Piotr Bogusz (szkoleniowiec Podbeskidzia II): Wygraliśmy wyraźnie, ale na boisku aż tak dużej różnicy nie było. Cofnęliśmy się od pierwszych minut, by dać pograć przeciwnikowi. Czekaliśmy na to, co zrobi i początek był dla nas trudny. Po bramkach zdobytych w krótkim odstępie czasu grało się nam łatwiej. Byliśmy konsekwentni, dobrze funkcjonowaliśmy w pressingu. Chłopcy wypełnili założenia taktyczne. Młodzież zaprezentowała się pozytywnie, pomogli zawodnicy doświadczeni ze Sławkiem Cienciałą na czele.

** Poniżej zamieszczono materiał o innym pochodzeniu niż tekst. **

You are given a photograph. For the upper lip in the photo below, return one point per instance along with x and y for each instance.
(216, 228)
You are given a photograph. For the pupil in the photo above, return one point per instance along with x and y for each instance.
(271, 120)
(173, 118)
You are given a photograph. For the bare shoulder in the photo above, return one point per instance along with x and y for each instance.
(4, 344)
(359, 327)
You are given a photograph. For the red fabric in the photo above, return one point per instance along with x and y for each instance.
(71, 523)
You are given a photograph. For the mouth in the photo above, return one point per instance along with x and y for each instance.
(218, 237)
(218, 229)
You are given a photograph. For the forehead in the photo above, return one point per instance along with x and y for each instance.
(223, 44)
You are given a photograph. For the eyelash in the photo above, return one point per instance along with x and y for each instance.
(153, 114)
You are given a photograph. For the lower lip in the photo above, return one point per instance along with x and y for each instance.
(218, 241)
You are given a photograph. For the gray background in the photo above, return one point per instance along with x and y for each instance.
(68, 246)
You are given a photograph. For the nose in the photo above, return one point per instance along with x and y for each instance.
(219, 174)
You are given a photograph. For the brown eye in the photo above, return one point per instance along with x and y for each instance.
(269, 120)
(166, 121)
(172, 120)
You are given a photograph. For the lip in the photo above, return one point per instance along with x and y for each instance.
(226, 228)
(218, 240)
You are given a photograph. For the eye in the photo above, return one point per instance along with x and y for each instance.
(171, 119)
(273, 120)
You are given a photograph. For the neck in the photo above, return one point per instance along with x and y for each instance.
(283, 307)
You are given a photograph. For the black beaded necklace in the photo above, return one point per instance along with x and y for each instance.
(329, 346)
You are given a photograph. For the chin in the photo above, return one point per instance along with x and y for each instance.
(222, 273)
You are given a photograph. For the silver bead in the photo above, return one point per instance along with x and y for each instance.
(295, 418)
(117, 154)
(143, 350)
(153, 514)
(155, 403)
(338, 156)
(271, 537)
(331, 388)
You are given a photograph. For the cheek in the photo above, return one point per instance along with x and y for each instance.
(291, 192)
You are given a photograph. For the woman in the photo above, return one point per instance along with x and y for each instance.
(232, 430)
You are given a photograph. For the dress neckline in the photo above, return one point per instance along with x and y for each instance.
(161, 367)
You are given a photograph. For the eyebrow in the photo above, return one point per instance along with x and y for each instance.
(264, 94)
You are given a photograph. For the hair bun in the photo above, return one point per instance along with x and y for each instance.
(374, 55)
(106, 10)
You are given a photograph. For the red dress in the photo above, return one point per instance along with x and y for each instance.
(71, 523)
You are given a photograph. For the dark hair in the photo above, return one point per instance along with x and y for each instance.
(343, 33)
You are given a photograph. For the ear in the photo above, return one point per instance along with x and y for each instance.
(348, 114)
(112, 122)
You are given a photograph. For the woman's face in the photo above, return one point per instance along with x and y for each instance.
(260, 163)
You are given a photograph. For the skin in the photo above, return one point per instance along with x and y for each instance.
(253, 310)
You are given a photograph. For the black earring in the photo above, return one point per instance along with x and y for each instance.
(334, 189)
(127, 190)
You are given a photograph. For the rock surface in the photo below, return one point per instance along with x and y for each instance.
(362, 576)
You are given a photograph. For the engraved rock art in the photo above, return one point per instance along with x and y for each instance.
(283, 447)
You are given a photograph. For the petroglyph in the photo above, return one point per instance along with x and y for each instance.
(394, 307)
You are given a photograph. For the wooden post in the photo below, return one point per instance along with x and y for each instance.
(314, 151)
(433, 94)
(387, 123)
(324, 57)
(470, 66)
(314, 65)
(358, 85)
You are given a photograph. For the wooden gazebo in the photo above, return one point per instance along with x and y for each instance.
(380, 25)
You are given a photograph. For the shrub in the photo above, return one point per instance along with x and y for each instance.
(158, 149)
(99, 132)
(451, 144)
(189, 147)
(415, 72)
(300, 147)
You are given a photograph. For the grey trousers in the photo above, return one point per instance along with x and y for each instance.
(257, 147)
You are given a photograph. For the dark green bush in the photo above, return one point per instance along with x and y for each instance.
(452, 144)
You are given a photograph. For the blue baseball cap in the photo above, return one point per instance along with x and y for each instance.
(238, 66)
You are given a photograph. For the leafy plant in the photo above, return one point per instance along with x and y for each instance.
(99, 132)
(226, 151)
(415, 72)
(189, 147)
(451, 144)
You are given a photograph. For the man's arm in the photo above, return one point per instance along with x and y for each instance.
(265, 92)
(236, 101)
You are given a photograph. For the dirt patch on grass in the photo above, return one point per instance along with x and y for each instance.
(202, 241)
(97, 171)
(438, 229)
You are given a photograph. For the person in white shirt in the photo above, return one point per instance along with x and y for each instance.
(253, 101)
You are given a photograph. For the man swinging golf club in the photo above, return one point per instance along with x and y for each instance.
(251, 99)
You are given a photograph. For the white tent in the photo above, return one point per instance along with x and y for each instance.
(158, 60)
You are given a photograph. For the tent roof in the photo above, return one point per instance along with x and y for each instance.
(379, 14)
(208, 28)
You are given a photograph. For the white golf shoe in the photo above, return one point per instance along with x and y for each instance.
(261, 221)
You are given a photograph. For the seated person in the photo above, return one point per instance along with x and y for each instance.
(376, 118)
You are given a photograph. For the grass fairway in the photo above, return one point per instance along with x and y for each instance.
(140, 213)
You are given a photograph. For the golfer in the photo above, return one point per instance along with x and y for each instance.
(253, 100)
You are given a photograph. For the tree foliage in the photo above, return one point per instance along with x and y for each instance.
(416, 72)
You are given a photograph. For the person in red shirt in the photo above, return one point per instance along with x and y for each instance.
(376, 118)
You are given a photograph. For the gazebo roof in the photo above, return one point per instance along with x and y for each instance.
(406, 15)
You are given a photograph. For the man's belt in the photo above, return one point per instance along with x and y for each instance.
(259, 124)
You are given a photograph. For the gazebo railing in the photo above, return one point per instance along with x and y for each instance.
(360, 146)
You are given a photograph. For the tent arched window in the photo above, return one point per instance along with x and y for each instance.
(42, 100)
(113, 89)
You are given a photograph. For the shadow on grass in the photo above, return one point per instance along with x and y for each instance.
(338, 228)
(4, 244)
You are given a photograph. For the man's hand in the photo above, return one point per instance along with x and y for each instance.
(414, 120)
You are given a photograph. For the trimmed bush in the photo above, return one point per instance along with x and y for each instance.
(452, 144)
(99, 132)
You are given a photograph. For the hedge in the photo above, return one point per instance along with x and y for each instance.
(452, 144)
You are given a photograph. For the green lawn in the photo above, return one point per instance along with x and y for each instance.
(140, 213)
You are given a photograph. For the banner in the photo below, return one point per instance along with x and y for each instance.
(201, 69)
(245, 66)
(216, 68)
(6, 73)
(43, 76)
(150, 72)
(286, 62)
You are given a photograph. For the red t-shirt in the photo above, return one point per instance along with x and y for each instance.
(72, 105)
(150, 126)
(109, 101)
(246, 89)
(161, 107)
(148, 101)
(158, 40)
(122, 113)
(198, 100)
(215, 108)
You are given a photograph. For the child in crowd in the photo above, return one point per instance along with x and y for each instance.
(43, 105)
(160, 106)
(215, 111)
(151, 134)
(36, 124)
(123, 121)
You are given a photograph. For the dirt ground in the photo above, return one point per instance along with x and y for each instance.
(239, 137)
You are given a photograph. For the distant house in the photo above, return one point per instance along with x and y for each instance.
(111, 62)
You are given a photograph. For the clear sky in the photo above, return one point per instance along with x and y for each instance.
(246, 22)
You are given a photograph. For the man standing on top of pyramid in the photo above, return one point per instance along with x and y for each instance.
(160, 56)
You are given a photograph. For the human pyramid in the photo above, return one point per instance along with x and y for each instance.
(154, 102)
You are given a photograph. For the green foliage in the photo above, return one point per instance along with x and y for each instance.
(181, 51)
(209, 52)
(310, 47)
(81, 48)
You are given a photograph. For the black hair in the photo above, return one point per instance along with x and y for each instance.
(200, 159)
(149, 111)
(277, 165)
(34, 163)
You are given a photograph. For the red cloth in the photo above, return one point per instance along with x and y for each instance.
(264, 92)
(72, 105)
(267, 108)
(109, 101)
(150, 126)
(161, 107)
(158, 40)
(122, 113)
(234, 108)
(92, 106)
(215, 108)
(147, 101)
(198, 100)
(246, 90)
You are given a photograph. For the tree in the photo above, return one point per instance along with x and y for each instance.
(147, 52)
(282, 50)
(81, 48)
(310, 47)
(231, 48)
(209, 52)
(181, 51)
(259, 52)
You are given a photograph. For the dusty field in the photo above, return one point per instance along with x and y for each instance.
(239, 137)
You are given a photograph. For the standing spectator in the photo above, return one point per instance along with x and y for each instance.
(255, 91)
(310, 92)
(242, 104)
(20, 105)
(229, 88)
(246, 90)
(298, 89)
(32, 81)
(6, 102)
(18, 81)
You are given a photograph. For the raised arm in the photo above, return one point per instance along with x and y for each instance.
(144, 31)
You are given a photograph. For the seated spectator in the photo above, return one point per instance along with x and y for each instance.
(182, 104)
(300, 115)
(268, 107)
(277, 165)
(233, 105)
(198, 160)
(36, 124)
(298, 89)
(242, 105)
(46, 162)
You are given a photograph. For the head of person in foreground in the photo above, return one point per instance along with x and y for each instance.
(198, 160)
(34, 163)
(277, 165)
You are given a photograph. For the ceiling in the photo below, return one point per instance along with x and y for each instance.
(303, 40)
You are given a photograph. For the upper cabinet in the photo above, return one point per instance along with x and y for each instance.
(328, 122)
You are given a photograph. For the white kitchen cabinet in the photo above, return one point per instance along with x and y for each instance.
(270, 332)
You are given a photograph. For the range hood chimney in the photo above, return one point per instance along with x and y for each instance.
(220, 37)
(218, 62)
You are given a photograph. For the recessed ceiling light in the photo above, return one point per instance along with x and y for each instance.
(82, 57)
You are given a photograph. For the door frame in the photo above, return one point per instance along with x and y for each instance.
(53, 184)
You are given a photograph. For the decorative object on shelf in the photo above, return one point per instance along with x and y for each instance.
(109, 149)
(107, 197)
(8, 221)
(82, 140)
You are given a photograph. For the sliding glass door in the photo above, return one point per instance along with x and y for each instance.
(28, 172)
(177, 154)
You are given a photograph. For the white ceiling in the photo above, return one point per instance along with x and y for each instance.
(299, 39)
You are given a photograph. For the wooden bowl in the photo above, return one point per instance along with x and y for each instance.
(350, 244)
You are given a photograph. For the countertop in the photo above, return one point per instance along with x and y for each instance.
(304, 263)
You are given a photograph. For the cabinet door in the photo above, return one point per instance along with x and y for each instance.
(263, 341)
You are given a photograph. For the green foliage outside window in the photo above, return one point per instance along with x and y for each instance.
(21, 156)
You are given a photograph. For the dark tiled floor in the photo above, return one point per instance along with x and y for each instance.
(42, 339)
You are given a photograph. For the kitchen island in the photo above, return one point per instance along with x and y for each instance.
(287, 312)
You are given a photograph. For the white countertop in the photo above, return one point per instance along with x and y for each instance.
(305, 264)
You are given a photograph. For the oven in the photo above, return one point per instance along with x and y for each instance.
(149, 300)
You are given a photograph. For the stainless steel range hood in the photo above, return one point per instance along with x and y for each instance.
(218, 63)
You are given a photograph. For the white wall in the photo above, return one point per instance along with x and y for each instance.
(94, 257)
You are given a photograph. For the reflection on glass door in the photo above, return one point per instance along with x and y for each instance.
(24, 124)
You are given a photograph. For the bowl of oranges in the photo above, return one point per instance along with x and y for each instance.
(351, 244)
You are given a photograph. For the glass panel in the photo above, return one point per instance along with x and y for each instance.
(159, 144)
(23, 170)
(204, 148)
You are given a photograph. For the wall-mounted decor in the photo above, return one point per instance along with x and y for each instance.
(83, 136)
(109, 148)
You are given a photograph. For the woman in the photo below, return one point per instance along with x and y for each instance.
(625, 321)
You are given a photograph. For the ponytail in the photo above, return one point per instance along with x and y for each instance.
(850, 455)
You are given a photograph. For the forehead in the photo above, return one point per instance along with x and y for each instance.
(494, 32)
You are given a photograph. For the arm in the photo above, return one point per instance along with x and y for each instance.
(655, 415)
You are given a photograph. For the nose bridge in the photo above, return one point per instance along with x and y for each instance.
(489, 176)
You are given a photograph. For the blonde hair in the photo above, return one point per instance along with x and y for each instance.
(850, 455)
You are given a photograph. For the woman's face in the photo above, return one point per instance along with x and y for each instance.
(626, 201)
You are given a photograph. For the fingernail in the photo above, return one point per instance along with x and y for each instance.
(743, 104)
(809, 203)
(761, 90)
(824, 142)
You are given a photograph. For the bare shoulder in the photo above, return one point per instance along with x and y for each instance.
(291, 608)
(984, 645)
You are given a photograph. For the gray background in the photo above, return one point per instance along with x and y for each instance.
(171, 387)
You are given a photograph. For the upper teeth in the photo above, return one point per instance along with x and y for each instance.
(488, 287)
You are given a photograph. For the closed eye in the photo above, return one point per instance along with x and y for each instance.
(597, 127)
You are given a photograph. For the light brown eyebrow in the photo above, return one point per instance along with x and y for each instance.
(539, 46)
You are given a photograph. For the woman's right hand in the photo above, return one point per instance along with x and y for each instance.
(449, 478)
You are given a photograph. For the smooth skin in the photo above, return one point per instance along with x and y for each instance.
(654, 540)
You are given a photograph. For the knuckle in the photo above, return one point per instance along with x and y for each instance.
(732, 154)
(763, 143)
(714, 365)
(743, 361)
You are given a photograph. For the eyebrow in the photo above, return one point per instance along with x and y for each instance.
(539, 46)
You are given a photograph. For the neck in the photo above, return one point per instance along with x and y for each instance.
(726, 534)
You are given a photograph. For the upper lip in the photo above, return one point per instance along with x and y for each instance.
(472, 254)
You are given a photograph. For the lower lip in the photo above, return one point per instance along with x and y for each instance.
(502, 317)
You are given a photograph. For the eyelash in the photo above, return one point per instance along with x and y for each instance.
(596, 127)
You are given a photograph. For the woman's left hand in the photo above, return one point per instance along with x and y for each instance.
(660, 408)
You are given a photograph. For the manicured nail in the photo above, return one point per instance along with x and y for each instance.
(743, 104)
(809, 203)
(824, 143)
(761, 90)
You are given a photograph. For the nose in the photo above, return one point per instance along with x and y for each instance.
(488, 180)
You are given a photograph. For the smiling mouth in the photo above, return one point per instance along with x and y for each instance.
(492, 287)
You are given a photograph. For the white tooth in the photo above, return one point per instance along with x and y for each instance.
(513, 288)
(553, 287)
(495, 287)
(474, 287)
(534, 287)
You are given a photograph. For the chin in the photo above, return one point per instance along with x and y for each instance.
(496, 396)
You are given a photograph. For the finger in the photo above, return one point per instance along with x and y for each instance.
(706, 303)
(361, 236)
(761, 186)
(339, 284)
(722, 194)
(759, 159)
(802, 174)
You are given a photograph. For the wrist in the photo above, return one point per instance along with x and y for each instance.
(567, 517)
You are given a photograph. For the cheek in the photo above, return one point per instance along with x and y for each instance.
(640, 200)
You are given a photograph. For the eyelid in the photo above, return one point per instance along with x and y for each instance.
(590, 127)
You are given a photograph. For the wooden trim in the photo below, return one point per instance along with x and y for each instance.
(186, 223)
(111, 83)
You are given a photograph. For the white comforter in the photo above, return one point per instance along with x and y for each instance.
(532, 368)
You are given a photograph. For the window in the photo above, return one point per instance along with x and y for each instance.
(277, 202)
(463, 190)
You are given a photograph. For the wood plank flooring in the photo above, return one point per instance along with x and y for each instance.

Wojciech Jarosz (szkoleniowiec Drzewiarza): Byliśmy w derbach mega skuteczni, ale niestety w pomocy rywalowi, tracąc gole w trampkarski sposób. Pierwszego straciliśmy po własnym rzucie z autu, później przydarzył się błąd obrońcy i wreszcie nieudana interwencja naszego bramkarza. Podbeskidzie zagrało lepiej i co do tego nie ma żadnych wątpliwości. Jedyne co może mnie cieszyć to gol Piotrka Strączka, który jeszcze niedawno był moim podopiecznym. Gratuluję rywalom zwycięstwa, my musimy się szybko pozbierać.